As in the Bible, Cambodia is suffering from a series of devastating plagues. The first the Khmer Rouge genocide; the second Vietnam's 1978 invasion of Cambodia; the third UNTAC's (United Nations Transitional Authority in Cambodia) sellout of its supervision of so called free and fair elections in 1993. UNTAC gave the Vietnamese-controlled Khmer Rouge equal power in the government even though the pro-democracy opposition received the majority of votes, setting the stage for a bloody communist coup; the fourth the amoeba-like neo-colonization of Cambodia by Vietnam, for it is now estimated by researchers that the number of Vietnamese who have been given Cambodian nationality and Khmer-ized their names exceeds six million; 40% of the population census of the country. (Notes from Cambodia's Border Committee in France and Worldwide Concerning the violations of the 1991 Paris Peace Agreements on Cambodia. Paris. 07/30/2016)
The human rights situation in Cambodia continues to deteriorate under decades of dictatorial rule by Hanoi's puppet regime in Phnom Penh and it may get worse. The Peoples' Army of Vietnam-owned multi-industries conglomerate - Viettel - now controls Cambodia's Post and Telecommunications, cellular phone network, internet and social media. Hun Sen and his cohorts are now armed with a powerful tool for Vietnamese technical "advisors" to crack down on and control dissidents and democracy advocates in Cambodia, as is already happening in Vietnam.
The Vietnamese-installed "Prime Minister" Hun Sen is one of the longest serving dictators in the world. In August of this year, he ordered the media to henceforth address him in all communications as "Lord Prime Minister and Supreme Military Commander." Cambodians say that although Prime Minister Hun Sen may have some Cambodian blood in his veins, his heart and brain are Vietnamese.

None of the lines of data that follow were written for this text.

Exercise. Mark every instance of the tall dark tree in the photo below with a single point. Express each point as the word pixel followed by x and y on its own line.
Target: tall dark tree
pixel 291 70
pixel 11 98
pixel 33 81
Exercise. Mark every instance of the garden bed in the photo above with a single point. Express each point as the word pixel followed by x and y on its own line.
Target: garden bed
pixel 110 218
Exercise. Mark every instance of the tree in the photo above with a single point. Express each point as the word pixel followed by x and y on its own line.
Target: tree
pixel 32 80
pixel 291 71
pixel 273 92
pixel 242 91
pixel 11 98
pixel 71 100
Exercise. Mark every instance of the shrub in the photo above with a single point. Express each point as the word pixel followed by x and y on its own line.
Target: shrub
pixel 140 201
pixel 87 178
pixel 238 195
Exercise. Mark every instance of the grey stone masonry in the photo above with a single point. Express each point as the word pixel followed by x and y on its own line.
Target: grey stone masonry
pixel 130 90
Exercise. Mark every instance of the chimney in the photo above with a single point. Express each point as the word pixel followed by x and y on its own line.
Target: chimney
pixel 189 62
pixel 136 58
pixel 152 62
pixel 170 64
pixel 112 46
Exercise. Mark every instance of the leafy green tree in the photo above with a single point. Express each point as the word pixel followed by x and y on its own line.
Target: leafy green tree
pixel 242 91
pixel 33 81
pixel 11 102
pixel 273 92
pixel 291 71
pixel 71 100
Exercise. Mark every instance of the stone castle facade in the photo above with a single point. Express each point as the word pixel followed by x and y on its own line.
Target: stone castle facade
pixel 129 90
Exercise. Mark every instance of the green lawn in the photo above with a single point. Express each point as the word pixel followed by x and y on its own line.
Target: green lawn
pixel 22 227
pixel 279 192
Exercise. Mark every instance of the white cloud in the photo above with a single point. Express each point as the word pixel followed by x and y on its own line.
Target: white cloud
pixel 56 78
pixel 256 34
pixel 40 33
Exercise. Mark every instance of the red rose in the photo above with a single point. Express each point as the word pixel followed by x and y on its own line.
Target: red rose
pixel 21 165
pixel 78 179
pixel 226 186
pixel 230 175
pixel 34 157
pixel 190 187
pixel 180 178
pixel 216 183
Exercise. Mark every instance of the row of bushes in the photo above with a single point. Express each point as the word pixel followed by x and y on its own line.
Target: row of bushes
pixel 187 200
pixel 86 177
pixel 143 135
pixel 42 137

Instead of opposing Vietnam's violations, President Obama chose to reward Vietnam for its aggressive actions against its neighbors by lifting the lethal arms sales ban.
Yet another plague? China, with its much larger economy, is "yuaning" to give the Vietnamese competition for the domination of Cambodia. Whoever may win, the outnumbered and undefended Cambodian people will be the real losers.
And the band plays on!
Michael Benge spent 11 years in Vietnam as a Foreign Service officer and is a student of South East Asian politics. He is very active in advocating for human rights, religious freedom, and democracy for the peoples of the region and has written extensively on these subjects.